Select two lengths $${m}_{1}$$ and $${m}_{2}$$ such that the multiple application of $${\mathcal{G}}$$ composes to the identity $${{\mathcal{G}}}^{{m}_{1}}={{\mathcal{G}}}^{{m}_{2}}={\mathcal{I}}$$.

3. 3.

Perform the following sequence for each Pauli matrix $$P\in {\sf{P}}$$, length $$m\in ({m}_{1},{m}_{2})$$, and $$l\in (1,\ldots ,L)$$, where $$L$$ describes the number of random sequences per Pauli.

1. 3a.

Select $$m+1$$ random $$N$$-qubit Pauli cycles $${{\mathcal{R}}}_{0},{{\mathcal{R}}}_{1},\ldots ,{{\mathcal{R}}}_{m}$$, and define the randomized circuit

$${\mathcal{C}}(P)={{\mathcal{R}}}_{m}{\mathcal{G}}{{\mathcal{R}}}_{m-1}{\mathcal{G}}\ldots {{\mathcal{R}}}_{1}{\mathcal{G}}{{\mathcal{R}}}_{0}$$
(5)

as illustrated in Fig. 1.

2. 3b.

Calculate the expected outcome of the sequence $${\mathcal{C}}(P)$$ assuming ideal gate implementations.

3. 3c.

Main experiment: Implement $${\mathcal{C}}(P)$$ and estimate the overlap

$${f}_{P,m,l}={\rm{Tr}}[{\mathcal{C}}(P)\ \tilde{{\mathcal{C}}}(\rho )]$$
(6)

between the expected outcome and the noisy implementation $$\tilde{{\mathcal{C}}}(\rho )$$ for some initial state $$\rho$$ that is a $$+1$$-eigenstate of $$P$$. State preparation and measurement are realized by applying the operations $${\tilde{{\mathcal{B}}}}_{P}$$ and $${\tilde{{\mathcal{B}}}}_{{\mathcal{C}}(P)}^{\dagger }$$ that are described in Supplementary  Note 2.

4. 4.

Estimate the composite process fidelity via

$${F}_{{\rm{RC}}}(\tilde{{\mathcal{G}}},{\mathcal{G}})={\sum _{{P}\in {\sf{P}}}}\frac{1}{|\sf{P}| }{\left(\frac{{\sum }_{l=1}^{L}{f}_{P,{m}_{2},l}}{{\sum }_{l=1}^{L}{f}_{P,{m}_{1},l}}\right)}^{\frac{1}{{m}_{2}-{m}_{1}}}.$$
(7)

Step 1 ensures that the action of the $$N$$-qubit process is accurately estimated. In Supplementary Note 5, we prove that the uncertainty of the fidelity estimate is independent of the number of qubits $$N$$, and the number of Pauli matrices $$K$$ that need to be sampled depends only on the desired precision. This highlights the scalability of the protocol for large quantum processors.

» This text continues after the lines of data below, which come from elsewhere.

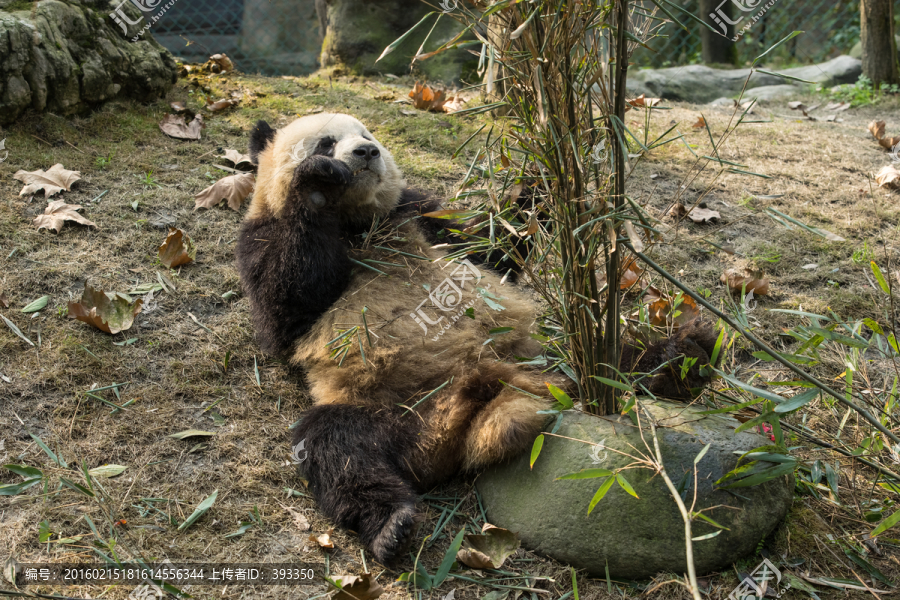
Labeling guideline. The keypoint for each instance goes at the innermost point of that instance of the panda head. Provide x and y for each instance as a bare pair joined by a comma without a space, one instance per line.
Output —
377,182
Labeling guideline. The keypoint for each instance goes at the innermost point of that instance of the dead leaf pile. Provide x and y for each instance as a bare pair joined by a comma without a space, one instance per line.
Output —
57,213
426,98
234,188
54,180
220,104
175,127
353,587
697,214
177,250
876,128
643,102
324,540
111,312
754,280
488,550
669,311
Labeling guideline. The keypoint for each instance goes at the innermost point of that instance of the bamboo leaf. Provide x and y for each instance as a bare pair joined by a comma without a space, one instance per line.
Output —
393,46
536,449
600,493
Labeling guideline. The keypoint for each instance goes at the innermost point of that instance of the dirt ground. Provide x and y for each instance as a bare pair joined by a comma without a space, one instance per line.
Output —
190,361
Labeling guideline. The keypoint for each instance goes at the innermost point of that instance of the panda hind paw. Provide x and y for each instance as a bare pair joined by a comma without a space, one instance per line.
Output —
395,535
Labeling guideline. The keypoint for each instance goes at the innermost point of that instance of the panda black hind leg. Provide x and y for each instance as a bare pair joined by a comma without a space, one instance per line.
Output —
351,463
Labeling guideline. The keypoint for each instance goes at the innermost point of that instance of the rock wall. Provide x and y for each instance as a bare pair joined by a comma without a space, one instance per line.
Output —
357,32
64,56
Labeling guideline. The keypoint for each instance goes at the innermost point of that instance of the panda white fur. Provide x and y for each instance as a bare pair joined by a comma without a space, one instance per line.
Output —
344,279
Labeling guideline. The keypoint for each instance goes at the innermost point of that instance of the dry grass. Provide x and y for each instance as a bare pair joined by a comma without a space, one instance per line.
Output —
176,368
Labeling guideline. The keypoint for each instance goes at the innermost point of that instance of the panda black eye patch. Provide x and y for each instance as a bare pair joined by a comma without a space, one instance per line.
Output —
325,147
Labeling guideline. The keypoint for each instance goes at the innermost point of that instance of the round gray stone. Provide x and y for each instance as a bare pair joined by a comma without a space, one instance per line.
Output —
637,538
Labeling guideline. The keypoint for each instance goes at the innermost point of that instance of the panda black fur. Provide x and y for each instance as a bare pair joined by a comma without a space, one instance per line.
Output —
302,253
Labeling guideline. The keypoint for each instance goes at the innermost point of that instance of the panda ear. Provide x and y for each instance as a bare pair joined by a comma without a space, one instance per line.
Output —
260,136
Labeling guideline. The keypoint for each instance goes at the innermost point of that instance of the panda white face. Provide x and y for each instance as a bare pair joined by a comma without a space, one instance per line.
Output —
376,185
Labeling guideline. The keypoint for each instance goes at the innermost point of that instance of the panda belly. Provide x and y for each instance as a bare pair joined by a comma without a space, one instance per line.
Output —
426,323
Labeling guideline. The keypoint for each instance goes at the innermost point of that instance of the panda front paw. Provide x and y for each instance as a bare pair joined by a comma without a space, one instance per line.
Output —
322,170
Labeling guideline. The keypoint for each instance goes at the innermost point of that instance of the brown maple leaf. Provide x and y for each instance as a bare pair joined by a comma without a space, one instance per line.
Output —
178,249
52,181
876,128
888,177
749,280
234,188
111,312
236,157
57,213
175,127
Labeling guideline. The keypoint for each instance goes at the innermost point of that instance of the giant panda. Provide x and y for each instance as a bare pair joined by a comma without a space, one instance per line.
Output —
346,278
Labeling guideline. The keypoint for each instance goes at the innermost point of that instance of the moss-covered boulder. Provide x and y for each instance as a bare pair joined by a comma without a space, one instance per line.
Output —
64,57
637,538
356,33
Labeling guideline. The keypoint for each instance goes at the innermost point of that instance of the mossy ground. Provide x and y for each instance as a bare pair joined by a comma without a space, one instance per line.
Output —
177,372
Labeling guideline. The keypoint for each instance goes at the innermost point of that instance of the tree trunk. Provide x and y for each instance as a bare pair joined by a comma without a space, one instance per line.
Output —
879,48
718,46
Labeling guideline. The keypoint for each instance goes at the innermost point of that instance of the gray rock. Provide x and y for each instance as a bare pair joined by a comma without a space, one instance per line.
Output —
698,83
66,57
773,92
637,538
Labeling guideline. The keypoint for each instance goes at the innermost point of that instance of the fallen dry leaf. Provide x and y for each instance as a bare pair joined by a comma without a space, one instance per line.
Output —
300,519
177,250
234,188
220,104
488,550
52,181
236,157
175,127
888,177
57,213
111,312
353,587
664,312
323,540
425,98
876,128
737,279
641,101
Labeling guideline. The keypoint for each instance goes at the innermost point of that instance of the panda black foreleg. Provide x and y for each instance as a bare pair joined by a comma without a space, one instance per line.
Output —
357,463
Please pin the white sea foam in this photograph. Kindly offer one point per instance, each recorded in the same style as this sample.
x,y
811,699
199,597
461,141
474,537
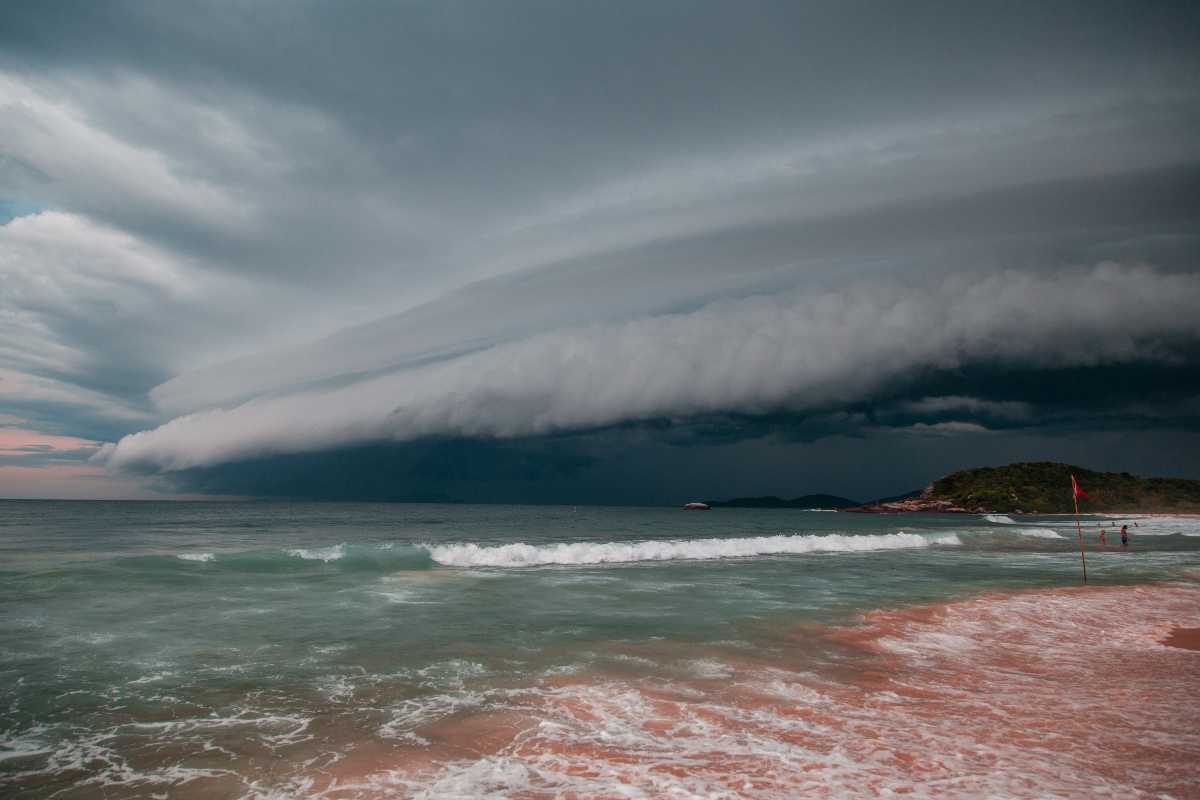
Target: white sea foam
x,y
1038,533
568,553
319,553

Step 2 ensures that the measurement procedures for circuits in Eq. (8) with two different values of $$m$$ are the same. Having the same measurement procedures for the two values of $$m$$ is crucial to decouple the SPAM errors from the decay in the process fidelity via the ratio in Eq. (7). In our experiment, we always choose $${m}_{1}=4$$ and $${m}_{2}$$ to be an integer multiple of 4, as, for the considered gates, applying the operation four times subsequently yields the identity process $${{\mathcal{G}}}^{4}={\mathcal{I}}$$.

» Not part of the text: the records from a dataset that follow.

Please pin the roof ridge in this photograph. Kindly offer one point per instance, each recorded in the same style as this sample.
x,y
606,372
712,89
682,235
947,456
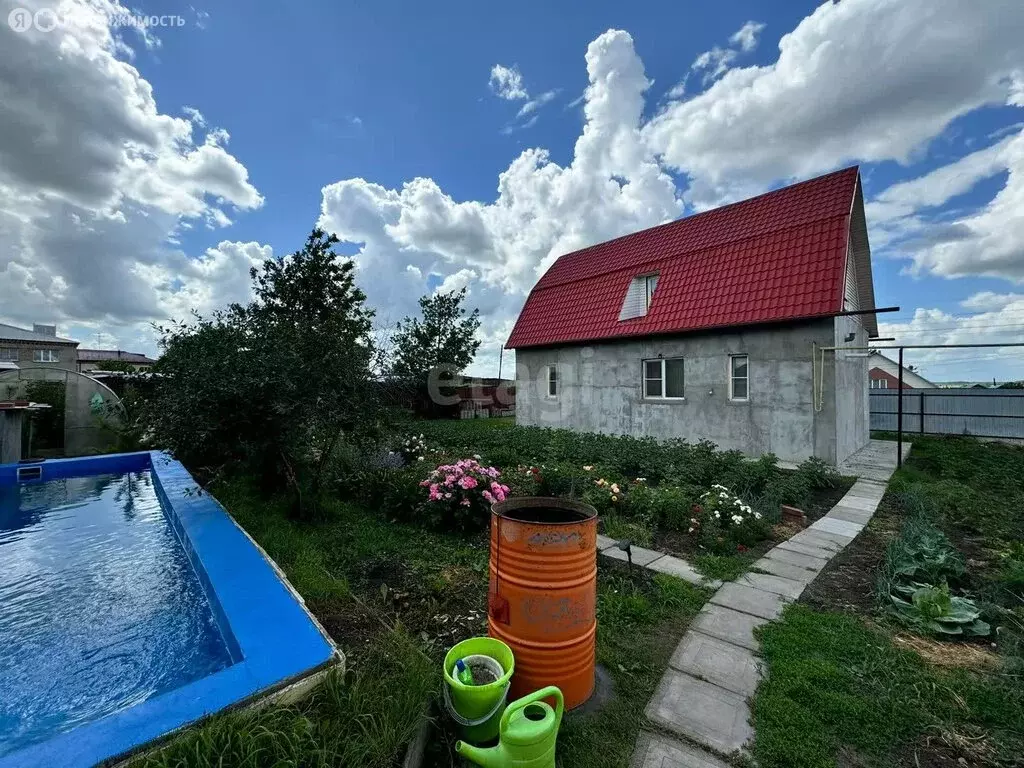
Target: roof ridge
x,y
612,270
691,217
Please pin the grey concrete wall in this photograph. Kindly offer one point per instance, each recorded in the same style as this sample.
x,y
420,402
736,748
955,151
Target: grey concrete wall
x,y
600,390
852,407
26,351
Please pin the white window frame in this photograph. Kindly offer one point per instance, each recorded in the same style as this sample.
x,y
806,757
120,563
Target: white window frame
x,y
747,378
664,379
649,285
550,377
45,355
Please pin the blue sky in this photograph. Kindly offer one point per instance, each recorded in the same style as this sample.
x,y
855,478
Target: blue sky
x,y
176,159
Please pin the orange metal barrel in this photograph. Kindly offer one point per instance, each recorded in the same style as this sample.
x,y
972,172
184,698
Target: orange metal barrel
x,y
543,600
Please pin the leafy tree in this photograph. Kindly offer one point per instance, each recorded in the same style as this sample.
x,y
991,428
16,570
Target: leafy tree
x,y
445,337
278,386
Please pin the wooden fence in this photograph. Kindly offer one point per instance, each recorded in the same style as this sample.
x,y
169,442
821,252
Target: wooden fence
x,y
982,413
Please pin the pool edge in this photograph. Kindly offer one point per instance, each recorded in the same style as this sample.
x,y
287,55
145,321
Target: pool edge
x,y
251,677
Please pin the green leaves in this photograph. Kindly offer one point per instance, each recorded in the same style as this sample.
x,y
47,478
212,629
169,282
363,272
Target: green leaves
x,y
933,609
276,386
443,338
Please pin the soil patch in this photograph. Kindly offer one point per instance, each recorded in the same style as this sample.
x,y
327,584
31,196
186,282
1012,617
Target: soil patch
x,y
682,545
440,607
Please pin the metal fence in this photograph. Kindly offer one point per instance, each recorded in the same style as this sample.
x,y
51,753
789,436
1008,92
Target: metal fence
x,y
982,413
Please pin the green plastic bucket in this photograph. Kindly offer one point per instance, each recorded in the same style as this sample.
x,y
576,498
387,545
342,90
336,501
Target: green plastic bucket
x,y
477,709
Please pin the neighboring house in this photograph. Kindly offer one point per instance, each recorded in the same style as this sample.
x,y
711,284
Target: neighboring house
x,y
884,374
89,359
39,347
721,326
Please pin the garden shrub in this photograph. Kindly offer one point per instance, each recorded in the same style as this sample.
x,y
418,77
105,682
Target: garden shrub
x,y
818,473
723,523
460,495
753,479
413,449
672,506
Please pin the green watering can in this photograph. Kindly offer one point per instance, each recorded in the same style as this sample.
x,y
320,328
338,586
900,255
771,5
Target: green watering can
x,y
528,730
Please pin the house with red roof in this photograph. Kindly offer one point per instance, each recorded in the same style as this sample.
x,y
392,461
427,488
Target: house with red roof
x,y
727,326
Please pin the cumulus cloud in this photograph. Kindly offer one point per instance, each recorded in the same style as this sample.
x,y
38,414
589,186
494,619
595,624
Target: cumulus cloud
x,y
506,82
988,241
612,185
856,81
95,181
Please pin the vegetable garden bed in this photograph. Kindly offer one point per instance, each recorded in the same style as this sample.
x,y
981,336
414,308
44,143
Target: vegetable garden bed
x,y
855,679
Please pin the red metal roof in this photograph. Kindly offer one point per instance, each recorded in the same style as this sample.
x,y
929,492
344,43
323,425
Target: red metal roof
x,y
779,256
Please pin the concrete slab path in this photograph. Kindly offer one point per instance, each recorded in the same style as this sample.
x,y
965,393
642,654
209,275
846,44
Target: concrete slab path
x,y
716,668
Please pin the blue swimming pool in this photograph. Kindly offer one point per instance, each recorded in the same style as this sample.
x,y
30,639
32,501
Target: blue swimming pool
x,y
130,605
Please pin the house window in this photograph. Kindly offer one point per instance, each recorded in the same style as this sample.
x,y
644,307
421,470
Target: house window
x,y
639,296
663,379
45,355
738,377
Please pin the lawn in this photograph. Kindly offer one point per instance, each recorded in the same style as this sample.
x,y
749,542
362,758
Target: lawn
x,y
395,598
853,682
396,588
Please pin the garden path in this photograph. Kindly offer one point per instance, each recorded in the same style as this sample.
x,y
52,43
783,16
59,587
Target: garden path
x,y
700,706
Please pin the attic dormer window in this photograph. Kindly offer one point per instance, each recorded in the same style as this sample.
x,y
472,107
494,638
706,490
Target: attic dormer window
x,y
638,296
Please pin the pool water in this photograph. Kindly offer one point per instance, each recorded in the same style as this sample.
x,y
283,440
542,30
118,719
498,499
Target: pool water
x,y
99,605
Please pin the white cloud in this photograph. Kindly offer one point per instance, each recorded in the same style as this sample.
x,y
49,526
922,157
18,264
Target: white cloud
x,y
860,80
611,186
457,282
506,82
537,102
937,327
987,301
194,115
747,36
988,241
95,182
714,62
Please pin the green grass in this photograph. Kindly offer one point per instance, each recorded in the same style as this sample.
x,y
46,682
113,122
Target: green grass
x,y
723,567
838,685
363,719
639,625
368,717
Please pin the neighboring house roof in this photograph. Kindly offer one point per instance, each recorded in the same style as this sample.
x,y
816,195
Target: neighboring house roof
x,y
891,367
780,256
98,355
11,333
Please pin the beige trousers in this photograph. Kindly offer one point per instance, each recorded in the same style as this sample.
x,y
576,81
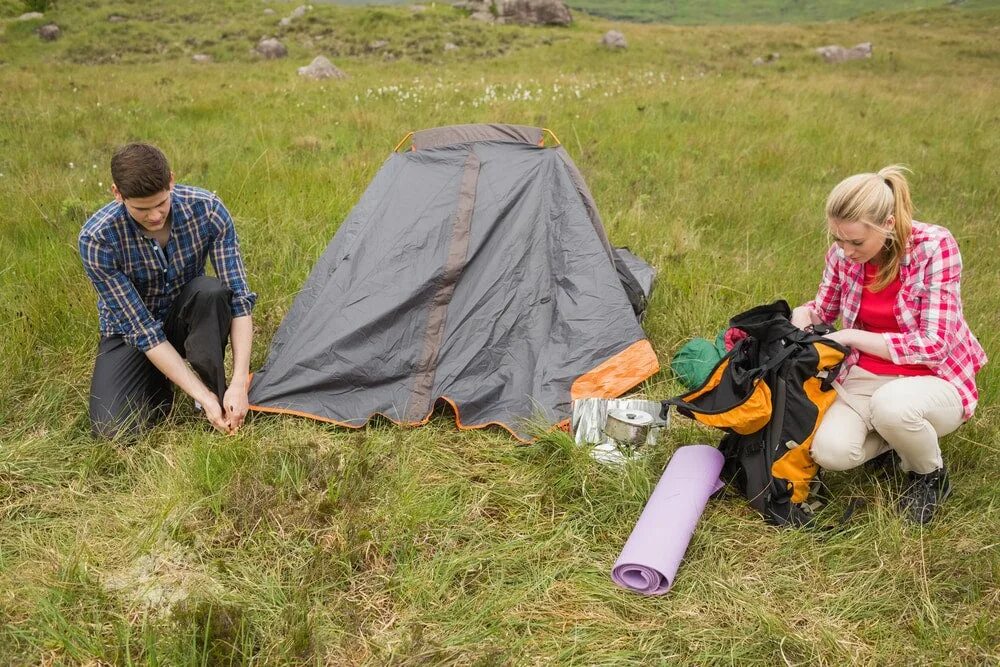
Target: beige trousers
x,y
907,414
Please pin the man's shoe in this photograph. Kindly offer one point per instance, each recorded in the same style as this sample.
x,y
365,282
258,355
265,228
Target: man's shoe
x,y
887,461
924,494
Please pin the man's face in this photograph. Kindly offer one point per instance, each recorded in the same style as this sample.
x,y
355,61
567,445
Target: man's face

In step 3a, we choose random Pauli cycles to engineer an effective Pauli noise process across the $$L$$ randomizations. This enables us to extract a process fidelity from the decay of $${\sum }_{l=1}^{L}{f}_{P,m,l}/L$$ with the sequence length $$m$$. Note that unlike typical randomized benchmarking protocols, the above protocol does not have an inversion gate. Formally, the final random Pauli can be regarded as a correction gate for the random Pauli gates in the rest of the circuit composed with another random Pauli that we use to isolate exponential decays as in character benchmarking29.

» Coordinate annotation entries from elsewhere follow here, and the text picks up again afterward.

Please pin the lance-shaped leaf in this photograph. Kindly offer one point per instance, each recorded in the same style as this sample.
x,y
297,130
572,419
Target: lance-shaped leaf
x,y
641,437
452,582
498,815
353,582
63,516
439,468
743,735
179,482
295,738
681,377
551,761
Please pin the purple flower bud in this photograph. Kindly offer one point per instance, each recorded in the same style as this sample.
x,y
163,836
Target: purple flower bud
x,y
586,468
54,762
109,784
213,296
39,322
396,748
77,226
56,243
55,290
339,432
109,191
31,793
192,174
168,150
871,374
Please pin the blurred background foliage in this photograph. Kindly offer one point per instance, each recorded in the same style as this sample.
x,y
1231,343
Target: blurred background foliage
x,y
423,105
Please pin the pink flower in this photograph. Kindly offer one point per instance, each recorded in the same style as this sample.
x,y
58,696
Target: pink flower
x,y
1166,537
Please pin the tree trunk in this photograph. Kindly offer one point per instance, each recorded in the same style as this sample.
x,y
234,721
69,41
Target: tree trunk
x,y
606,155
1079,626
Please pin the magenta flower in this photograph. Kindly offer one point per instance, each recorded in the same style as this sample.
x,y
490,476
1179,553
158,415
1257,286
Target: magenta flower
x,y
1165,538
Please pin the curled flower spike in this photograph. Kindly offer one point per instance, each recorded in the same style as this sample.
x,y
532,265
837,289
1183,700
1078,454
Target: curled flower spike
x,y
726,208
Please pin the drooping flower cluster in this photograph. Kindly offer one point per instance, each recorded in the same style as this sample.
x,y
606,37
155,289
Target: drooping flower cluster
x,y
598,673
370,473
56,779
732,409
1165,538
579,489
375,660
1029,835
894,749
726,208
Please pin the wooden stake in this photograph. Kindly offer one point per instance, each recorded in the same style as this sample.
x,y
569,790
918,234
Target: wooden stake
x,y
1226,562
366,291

In step 3b, for any Clifford cycle $${\mathcal{G}}$$, Pauli matrix $$P$$, and Pauli cycles $${{\mathcal{R}}}_{0},\ldots ,{{\mathcal{R}}}_{m}$$, the expected outcome of the ideal implementation $${\mathcal{C}}(P)$$ is a Pauli matrix that can be efficiently calculated. Note that only the sign of $${\mathcal{C}}(P)$$ depends on the random Pauli cycles. This sign is accounted for when estimating the expectation value with the procedure outlined in Supplementary Note 2. Incorporating the sign engineers a measurement of the expectation value of $${\mathcal{C}}(P)$$ that is robust to SPAM errors, as otherwise the expectation values result from a multi-exponential decay24,29.

In step 3c, we experimentally prepare an eigenstate of a Pauli matrix $$P$$, apply a circuit $$\tilde{{\mathcal{C}}}$$ with interleaved random Pauli cycles, and measure the expectation value of $${\mathcal{C}}(P)$$. The explicit procedures we use for preparing the eigenstate and measuring the expectation value are described in Supplementary Note 2. As discussed in Supplementary Note 5, the number of measurements required to estimate the expectation value to a fixed additive precision is independent of the number of qubits.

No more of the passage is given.